Das Sidat-Theater, eine kleine Truppe unter der Leitung von Peter Wittig, hat sich »Omphale« angenommen. Die Treppen hinab, fühlt es sich zwar eher wie »Orpheus« an, hinein in die Kellerunterwelt der Neuen Bühne Friedrichshain. Der Raum, breit und mit niedriger Decke, zwingt zur Konzentration aufs Wesentliche. David Hannak spielt Herakles als sanften Schläger, dessen Bescheidenheit kein verdecktes Auftrumpfen ist, wie es ihm sein aufmerksamkeitssüchtiger Halbbruder Iphikles (Konstantin Klemm) unterstellt.

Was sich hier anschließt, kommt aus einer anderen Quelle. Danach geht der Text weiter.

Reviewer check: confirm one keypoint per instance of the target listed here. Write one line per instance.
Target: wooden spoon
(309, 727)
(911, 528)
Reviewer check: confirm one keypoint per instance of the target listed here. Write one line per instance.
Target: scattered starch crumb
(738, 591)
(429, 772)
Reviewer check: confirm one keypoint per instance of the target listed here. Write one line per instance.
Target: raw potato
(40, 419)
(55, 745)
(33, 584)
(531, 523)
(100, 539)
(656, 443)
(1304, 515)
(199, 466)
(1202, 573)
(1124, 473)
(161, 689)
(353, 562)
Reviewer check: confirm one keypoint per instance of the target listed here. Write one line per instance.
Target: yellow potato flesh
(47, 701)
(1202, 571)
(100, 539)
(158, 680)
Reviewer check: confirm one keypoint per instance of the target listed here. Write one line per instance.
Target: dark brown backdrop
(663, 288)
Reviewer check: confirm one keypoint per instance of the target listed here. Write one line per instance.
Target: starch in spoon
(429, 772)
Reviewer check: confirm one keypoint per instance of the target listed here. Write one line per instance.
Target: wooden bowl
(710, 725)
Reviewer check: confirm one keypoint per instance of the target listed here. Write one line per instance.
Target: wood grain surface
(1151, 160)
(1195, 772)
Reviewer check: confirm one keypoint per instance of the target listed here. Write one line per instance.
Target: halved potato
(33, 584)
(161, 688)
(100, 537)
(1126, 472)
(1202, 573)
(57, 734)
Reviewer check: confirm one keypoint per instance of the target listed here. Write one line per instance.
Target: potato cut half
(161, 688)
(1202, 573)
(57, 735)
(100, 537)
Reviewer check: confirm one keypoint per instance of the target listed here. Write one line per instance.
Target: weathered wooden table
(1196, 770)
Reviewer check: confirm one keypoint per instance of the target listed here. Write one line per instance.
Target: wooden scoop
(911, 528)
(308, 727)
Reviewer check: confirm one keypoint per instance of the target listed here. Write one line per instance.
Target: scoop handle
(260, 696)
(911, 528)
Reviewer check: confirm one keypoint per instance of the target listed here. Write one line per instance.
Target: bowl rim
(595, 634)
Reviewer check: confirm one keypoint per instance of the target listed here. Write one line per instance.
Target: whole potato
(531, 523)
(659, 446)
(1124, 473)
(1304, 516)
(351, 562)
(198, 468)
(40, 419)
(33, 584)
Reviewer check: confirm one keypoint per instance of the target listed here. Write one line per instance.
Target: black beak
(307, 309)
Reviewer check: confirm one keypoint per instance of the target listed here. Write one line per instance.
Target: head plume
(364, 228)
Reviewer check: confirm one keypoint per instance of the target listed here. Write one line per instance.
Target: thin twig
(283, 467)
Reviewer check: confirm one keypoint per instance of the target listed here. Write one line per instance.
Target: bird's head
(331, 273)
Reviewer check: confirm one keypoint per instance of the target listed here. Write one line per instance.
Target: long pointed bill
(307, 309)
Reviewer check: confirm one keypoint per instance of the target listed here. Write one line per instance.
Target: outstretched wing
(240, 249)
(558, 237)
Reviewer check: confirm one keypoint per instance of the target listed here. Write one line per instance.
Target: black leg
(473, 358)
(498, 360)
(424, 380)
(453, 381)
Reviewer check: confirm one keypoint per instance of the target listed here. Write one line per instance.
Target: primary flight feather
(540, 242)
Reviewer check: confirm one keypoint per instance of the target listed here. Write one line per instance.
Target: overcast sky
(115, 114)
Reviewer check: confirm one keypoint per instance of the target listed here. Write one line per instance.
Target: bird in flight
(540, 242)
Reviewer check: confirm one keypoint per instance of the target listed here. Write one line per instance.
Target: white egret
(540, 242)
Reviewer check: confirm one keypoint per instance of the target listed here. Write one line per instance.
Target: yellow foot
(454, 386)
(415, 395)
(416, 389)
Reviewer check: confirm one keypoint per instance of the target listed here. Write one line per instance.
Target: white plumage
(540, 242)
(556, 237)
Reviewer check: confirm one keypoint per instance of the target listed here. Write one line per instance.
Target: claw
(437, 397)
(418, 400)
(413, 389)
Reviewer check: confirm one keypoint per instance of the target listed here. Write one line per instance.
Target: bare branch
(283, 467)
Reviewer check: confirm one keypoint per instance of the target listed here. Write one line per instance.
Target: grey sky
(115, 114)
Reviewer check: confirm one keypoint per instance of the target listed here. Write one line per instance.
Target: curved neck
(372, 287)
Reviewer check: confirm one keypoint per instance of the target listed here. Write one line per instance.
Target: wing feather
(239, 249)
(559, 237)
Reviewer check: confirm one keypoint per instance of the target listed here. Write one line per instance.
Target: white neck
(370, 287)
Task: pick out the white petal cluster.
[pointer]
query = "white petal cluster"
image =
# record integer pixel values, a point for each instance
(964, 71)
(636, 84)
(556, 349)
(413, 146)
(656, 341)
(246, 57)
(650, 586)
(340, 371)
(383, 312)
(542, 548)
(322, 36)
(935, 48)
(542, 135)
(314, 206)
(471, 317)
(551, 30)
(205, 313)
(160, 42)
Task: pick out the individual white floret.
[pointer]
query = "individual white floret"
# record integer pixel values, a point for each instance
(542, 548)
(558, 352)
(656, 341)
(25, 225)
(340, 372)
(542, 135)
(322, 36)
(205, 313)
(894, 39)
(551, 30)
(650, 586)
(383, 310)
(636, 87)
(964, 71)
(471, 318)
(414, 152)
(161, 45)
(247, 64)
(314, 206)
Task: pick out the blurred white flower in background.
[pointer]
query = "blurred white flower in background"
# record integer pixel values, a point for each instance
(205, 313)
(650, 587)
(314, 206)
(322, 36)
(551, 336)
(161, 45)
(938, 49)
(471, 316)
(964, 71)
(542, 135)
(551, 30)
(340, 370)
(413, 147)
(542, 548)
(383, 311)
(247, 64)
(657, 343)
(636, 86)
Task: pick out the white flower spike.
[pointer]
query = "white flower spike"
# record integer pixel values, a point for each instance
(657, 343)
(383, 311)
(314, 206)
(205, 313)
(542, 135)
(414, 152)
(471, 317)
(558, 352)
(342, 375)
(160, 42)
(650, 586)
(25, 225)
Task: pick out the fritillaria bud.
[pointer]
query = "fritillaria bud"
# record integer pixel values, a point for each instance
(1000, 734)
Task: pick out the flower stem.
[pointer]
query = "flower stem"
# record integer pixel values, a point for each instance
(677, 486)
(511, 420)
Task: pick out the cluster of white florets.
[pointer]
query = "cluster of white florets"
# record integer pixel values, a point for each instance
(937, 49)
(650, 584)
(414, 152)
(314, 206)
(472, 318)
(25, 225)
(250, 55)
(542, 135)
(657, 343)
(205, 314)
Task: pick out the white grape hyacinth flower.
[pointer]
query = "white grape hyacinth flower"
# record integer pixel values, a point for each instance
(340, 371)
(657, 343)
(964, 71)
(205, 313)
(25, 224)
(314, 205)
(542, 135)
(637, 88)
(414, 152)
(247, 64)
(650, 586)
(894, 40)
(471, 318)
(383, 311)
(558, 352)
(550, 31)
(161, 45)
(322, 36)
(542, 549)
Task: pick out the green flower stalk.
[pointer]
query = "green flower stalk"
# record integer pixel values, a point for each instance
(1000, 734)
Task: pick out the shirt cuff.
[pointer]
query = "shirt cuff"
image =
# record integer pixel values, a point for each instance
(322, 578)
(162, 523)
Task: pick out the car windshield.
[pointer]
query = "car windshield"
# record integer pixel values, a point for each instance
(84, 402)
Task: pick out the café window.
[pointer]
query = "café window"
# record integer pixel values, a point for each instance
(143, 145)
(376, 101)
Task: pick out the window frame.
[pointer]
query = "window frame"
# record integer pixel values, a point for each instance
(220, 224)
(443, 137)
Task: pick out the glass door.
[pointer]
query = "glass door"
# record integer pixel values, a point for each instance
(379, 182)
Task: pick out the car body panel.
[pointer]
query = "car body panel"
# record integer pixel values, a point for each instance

Nadja Herzog gibt die Magd Malis, die nach einer Nacht mit Herakles einen frühreifen Kraftprotz Alkaios zur Welt bringt, den Daniel Gelman pointenreich ausspielt.

Wlada Vladislava als Omphale schmeißt sich das Löwenfell über – Tarnfleck mit »Leo II«-Aufschrift – und schnappt sich die Keule; Kleid und Absatzschuhe überlässt sie Herakles, der beides mit Freuden annimmt. Doch das neue Glück, es trägt nicht lange. Ein Ungeheuer gibt es noch, nämlich Lityerses – wunderbar ungeheuerlich: Jürgen Nafti –, der mit seinem fauligen Atem ganze Landstriche zum Verdorren bringt. In den Händen dieser bereits verwesenden Herrschaft, die immer mehr Verwesung schafft, befindet sich Pimplea (Anne Sophy Schleicher), zu deren Rettung Jerome Winistädt als Daphnis auszieht, der zwar zum Dichter auch nicht besonders berufen scheint, jedoch mehr als zum Helden. Kurz: Es wird nichts mit der Befreiung.

Die Botschaft erreicht Lydien, wo der am Hofe ausgebrochene »Gender Trouble« nicht nur für Begeisterungsstürme sorgt. Einmal müssen Herakles und Omphale noch ausziehen, ein Ungeheuer tothauen und anschließend drei Söhne zeugen – verkörpert von drei Mitgliedern der SDAJ –, dann lässt sich sogar von Zukunft sprechen. Das sagt grob dies: Ist die Gesellschaft auf vernünftige Bahnen gebracht, können die Spiele beginnen. Wer jedoch vor der letzten Schlacht schon die Keule zu Pflugscharen macht und »Selfcare« als Revolutionsersatz propagiert, verspielt alles. Der bloß individualistische Ausweg erweist sich als Sackgasse. So kippt bei Hacks die Geschlechter- in die Staatsfrage, wie Regisseur Wittig mit Einblendungen verüberdeutlicht.

Der gierige Vorgriff auf die Utopie gerät in Gefahr, sich der Aufgabe zu entziehen und diese gar aus dem Blick zu verlieren. »Sofortismus« heißt das unnachahmlich bei Rainald Goetz. »Omphale« zeigt, wie man die Zukunft liebt – und die Mittel benutzt, diese Zukunft herbeizuführen. So wird in dem Lehrstück über »des Menschen Umweg« erst am Ende die Keule in den Boden gerammt, der nun ein Baum entsprießt. Frieden, man ahnte es schon, bekommt nicht, wer die Waffen streckt, sondern wer es wagt, eine andere Gesellschaft einzurichten.

»Omphale« an der Neuen Bühne Friedrichshain, nächste Vorstellungen 20., 21., 22. Oktober.